Netflix had been more restrained in Q1 2026; repurchasing only ~$1.3 billion, slower than its prior pace, partly amid M&A uncertainty. This expanded authorization gives the company significant flexibility for future repurchases. In short, this is a classic corporate finance move to shore up investor confidence after a post-earnings sell-off, especially with freed-up capital from scrapping the big Warner Bros. deal.

It’s bullish for shareholders in the near term but doesn’t change the underlying fundamentals around subscriber growth, ad-tier momentum, pricing power, and content spending. Netflix released its Q1 2026 earnings, the results showed a solid operational performance with beats on revenue and operating income, but the stock dropped sharply afterward due to softer-than-expected Q2 guidance, a slight miss on some consensus forecasts, and the announcement that co-founder Reed Hastings would step down from the board.

$12.25 billion, up 16% year-over-year; 14% on an FX-neutral basis. This beat analyst expectations of roughly $12.18 billion. Growth came from membership increases, successful pricing adjustments, and rising ad revenue.
Operating income is approximately $4.0 billion, up 18% YoY. Operating margin expanded slightly to 32.3% from 31.7% in Q1 2025, also ahead of internal guidance thanks to the revenue overperformance.

Net income is around $5.28 billion, up significantly YoY. Diluted EPS: $1.23, up 86% from $0.66 in Q1 2025. This comfortably beat the company’s own forecast of $0.76. The big boost came from higher operating income plus a one-time $2.8 billion termination fee related to the collapsed Warner Bros. Discovery deal. Without this non-recurring item, underlying earnings growth would have been more modest.

Netflix no longer reports quarterly paid membership totals; it stopped in 2025 after surpassing 325 million at year-end 2025. Management instead highlighted “slightly higher-than-planned subscription revenue” and strong member growth, notably in Japan driven by the World Baseball Classic, which delivered the company’s largest single-day sign-up ever in that market. Regional revenue growth was broad-based, with particularly strong FX-neutral performance in APAC (~19%).
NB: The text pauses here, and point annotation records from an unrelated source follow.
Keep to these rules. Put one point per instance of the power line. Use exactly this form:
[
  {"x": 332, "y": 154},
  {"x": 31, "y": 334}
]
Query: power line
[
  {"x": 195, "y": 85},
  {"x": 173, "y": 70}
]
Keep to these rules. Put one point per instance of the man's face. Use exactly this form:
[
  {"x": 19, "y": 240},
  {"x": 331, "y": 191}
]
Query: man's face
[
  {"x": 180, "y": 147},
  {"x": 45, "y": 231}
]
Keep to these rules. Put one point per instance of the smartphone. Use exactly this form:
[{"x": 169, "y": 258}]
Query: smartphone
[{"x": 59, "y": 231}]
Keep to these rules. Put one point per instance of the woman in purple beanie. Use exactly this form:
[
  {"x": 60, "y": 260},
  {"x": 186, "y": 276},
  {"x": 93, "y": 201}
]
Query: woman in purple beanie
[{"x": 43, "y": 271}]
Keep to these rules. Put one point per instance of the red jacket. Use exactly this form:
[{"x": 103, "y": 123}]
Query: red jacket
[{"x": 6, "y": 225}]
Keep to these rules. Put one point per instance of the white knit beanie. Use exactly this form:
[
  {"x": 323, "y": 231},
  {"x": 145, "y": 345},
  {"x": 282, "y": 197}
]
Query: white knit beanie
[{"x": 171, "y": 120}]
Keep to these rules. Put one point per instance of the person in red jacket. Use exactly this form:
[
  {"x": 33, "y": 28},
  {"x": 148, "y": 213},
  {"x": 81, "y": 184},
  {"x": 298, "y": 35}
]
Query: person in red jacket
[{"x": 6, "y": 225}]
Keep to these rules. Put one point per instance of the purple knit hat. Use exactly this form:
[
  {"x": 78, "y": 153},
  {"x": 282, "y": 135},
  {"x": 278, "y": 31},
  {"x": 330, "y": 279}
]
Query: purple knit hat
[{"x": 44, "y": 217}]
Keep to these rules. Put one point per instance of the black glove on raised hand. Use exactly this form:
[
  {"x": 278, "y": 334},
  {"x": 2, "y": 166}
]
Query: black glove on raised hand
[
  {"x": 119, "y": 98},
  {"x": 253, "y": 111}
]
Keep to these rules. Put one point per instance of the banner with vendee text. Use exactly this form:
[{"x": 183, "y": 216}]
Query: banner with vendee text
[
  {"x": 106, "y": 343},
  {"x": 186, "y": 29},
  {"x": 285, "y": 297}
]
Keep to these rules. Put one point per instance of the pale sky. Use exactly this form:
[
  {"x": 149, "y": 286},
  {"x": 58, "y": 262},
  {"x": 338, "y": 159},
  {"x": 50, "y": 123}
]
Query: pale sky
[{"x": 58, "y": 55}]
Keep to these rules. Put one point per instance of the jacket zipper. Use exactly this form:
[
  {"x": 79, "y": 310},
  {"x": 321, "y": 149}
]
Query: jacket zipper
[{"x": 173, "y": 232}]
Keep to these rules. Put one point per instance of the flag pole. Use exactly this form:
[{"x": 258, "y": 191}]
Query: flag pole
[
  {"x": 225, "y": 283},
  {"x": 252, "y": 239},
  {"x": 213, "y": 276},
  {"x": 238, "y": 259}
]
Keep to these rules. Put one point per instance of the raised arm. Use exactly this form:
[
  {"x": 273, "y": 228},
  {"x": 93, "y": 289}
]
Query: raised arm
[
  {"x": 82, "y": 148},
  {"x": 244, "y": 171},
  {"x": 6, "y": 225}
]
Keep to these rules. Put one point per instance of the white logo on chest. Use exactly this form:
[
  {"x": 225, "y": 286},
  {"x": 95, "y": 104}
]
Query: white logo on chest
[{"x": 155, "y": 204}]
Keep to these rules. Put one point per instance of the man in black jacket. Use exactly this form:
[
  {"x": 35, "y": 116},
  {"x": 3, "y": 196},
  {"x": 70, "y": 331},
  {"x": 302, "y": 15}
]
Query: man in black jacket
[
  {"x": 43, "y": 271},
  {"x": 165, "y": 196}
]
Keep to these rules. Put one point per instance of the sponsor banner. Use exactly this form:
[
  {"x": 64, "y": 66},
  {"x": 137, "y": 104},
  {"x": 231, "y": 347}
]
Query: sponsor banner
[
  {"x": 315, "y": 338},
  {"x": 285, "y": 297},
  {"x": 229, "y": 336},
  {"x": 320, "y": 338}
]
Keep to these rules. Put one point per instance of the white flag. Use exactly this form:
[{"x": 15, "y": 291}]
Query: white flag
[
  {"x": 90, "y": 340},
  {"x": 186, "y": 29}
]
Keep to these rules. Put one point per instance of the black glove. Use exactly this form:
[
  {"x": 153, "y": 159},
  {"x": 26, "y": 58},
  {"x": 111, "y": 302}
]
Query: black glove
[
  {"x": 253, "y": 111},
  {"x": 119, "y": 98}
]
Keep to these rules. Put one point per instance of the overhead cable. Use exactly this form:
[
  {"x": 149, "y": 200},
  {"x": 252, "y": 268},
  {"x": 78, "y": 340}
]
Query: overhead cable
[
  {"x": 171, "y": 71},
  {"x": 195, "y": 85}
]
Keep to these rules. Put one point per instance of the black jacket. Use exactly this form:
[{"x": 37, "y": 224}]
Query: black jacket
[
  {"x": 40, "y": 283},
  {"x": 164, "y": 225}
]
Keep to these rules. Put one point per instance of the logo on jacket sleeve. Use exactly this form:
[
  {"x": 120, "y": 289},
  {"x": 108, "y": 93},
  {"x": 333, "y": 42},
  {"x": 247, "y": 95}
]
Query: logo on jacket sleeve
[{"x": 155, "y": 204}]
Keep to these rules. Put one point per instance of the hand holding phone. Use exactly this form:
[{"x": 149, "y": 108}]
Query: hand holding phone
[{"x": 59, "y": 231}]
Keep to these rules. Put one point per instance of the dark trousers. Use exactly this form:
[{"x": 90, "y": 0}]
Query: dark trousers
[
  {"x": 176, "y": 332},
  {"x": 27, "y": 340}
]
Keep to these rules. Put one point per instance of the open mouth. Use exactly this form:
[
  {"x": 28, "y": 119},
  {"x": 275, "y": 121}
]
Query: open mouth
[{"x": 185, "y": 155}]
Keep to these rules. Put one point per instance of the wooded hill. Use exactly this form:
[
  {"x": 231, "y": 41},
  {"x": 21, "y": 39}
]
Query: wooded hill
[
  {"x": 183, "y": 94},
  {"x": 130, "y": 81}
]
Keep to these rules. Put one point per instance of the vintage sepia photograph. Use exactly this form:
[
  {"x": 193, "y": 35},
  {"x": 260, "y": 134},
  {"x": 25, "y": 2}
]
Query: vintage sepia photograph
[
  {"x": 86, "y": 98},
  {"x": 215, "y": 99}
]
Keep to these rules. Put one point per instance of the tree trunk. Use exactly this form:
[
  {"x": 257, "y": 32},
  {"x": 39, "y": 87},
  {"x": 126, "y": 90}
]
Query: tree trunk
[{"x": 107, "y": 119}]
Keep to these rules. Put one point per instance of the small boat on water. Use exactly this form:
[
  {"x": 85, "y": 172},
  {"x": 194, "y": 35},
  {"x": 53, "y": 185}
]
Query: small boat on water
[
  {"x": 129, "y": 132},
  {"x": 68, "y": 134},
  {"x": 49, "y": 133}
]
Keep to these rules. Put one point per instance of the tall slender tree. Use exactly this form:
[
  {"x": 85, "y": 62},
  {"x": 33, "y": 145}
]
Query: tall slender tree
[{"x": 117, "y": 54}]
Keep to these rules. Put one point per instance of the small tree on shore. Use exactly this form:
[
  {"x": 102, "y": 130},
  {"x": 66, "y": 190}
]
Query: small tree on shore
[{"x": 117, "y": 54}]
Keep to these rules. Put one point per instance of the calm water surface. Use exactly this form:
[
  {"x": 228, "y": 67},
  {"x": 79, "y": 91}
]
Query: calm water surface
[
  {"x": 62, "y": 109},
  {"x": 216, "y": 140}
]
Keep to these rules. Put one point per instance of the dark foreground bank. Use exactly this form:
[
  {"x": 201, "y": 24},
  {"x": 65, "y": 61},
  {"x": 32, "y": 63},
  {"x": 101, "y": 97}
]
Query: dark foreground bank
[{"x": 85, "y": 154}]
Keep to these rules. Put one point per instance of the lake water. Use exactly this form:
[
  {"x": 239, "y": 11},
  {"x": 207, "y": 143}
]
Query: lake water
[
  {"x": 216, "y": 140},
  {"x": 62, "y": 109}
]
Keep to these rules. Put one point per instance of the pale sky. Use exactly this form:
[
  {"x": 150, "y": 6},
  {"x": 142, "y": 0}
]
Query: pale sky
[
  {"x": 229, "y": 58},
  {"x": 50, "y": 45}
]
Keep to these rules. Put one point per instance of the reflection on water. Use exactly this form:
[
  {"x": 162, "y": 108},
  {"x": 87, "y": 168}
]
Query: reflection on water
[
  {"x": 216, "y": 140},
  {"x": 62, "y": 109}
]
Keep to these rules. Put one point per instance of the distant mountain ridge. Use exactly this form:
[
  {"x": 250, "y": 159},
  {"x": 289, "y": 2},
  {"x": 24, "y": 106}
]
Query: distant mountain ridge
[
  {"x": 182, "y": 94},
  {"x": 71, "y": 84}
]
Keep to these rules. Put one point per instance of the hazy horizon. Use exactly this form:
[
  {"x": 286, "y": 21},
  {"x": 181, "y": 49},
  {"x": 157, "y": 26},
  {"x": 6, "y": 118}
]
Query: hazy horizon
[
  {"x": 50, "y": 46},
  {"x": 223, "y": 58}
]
Netflix reaffirmed its earlier outlook for revenue growth of 12-14%; implying ~$50.7–$51.7 billion and an operating margin of 31.5%. This includes plans to roughly double advertising revenue to about $3 billion in 2026. The company noted no material change to margins from walking away from the Warner Bros. deal.
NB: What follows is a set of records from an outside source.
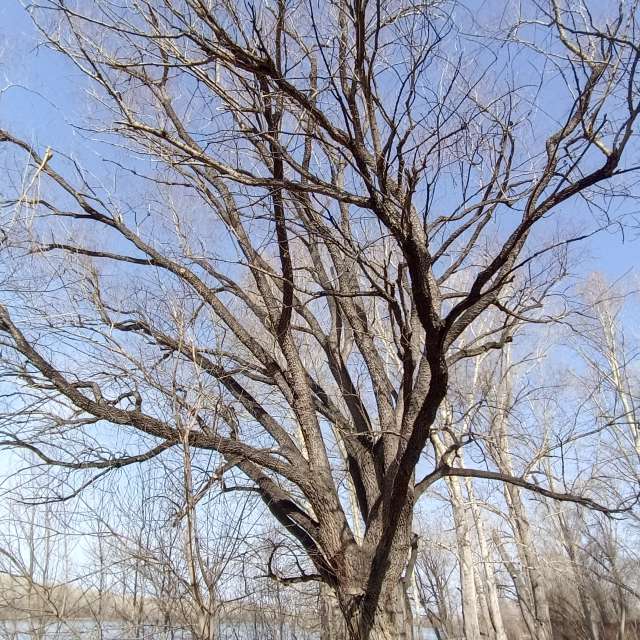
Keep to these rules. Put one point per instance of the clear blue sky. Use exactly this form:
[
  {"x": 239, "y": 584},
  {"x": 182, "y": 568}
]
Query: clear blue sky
[{"x": 42, "y": 94}]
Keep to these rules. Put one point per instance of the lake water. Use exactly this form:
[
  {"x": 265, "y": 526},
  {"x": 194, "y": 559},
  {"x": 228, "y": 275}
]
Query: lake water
[{"x": 90, "y": 630}]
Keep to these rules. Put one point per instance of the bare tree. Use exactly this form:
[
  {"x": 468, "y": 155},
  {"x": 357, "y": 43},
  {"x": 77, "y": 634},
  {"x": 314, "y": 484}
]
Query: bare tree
[{"x": 294, "y": 175}]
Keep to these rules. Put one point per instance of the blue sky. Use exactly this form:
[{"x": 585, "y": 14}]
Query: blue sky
[{"x": 42, "y": 95}]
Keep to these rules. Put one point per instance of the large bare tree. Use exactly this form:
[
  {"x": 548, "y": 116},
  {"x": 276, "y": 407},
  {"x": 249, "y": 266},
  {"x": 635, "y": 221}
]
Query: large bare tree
[{"x": 312, "y": 205}]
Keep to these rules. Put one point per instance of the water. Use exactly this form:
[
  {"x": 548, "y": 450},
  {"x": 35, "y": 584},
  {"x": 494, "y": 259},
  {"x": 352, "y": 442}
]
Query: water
[{"x": 92, "y": 630}]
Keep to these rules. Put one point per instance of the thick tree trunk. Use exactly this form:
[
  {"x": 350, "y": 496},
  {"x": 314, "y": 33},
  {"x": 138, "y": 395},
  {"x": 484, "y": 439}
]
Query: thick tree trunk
[{"x": 391, "y": 619}]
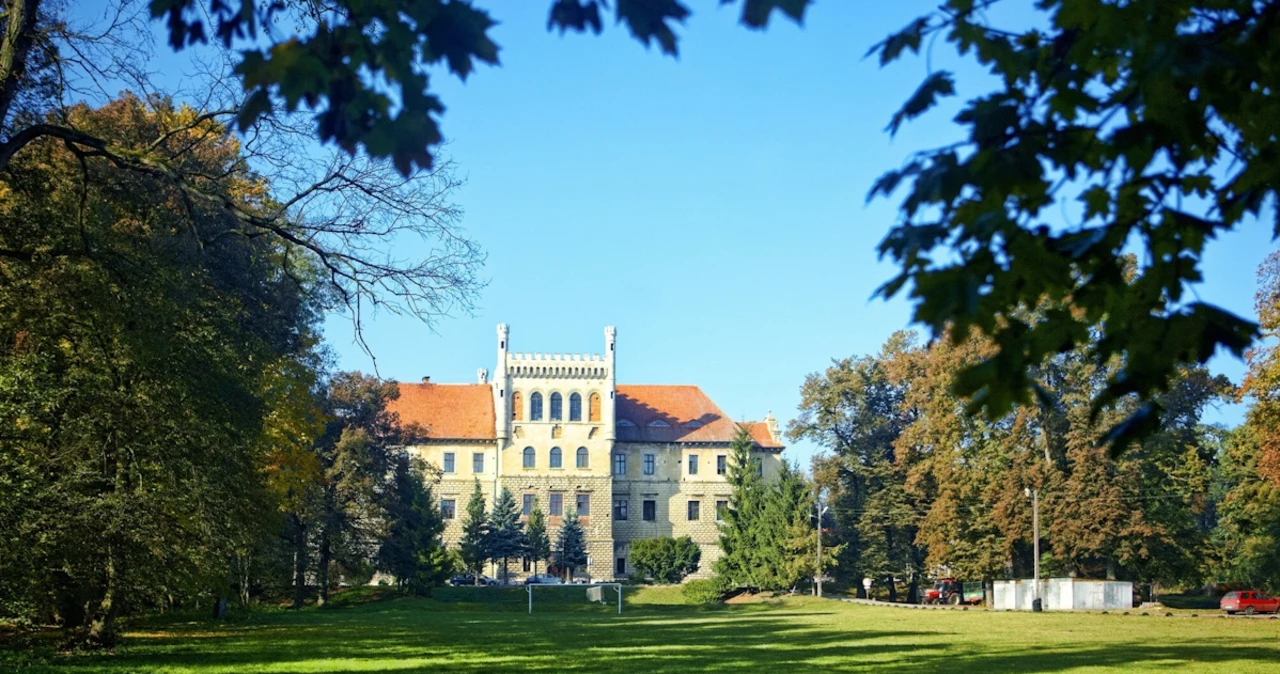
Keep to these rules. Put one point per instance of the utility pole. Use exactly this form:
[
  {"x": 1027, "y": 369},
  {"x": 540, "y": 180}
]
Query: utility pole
[{"x": 1034, "y": 495}]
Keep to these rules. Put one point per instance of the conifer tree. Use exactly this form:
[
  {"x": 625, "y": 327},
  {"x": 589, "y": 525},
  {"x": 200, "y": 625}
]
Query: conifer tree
[
  {"x": 538, "y": 544},
  {"x": 571, "y": 551},
  {"x": 474, "y": 546},
  {"x": 740, "y": 528},
  {"x": 506, "y": 539},
  {"x": 411, "y": 550}
]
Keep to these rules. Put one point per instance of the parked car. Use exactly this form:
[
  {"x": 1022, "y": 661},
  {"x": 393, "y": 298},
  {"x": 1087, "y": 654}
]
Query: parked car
[
  {"x": 1249, "y": 601},
  {"x": 465, "y": 579}
]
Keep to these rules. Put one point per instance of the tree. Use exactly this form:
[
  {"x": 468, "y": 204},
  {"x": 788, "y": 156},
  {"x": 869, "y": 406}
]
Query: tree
[
  {"x": 141, "y": 343},
  {"x": 571, "y": 548},
  {"x": 506, "y": 539},
  {"x": 474, "y": 546},
  {"x": 666, "y": 559},
  {"x": 1153, "y": 118},
  {"x": 538, "y": 544},
  {"x": 740, "y": 527},
  {"x": 411, "y": 550}
]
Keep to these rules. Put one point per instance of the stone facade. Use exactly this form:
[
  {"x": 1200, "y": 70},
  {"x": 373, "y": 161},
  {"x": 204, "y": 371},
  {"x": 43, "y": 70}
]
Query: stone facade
[{"x": 556, "y": 429}]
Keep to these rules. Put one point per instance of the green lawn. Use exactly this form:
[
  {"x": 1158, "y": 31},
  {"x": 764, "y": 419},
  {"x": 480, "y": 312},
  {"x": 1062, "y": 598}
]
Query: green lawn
[{"x": 487, "y": 629}]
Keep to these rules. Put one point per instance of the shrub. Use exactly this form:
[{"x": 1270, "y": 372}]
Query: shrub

Q2 2026 revenue guided to $12.5–$12.57 billion; up ~13% YoY, which came in slightly below some analyst expectations. EPS guided to $0.78, also below consensus. Operating margin is expected around 32.6% for the quarter before settling at the full-year target. A modest sequential margin dip was flagged.

Management expressed confidence in ongoing organic growth drivers: core content strength, improved discovery via technology, better monetization, and incremental bets in gaming, podcasts, and select live/regional sports. They also raised full-year free cash flow guidance to ~$12.5 billion, largely due to the termination fee.

Netflix bought back $1.3 billion worth of stock in Q1. With ~$6.8 billion remaining on the prior authorization, this sets the stage for the new $25 billion program announced shortly after. Investors focused on the forward-looking signals rather than the strong Q1 print: Q2 guidance was viewed as lukewarm. Full-year numbers, while reaffirmed, sat slightly below some optimistic Street models.

Concerns about moderating growth momentum in a mature streaming market, ongoing heavy content investment, and the one-off nature of the EPS boost. Broader context of the failed big M&A deal and shifting capital allocation back to buybacks and organic bets. Q1 demonstrated Netflix’s continued pricing power, ad-tier progress, and engagement strength.

The business remains highly profitable with improving free cash flow, but the market is now pricing in a more normalized growth phase without the subscriber-count headline fuel of prior years. The $25 billion buyback authorization can be seen partly as a response to shore up confidence after the post-earnings sell-off.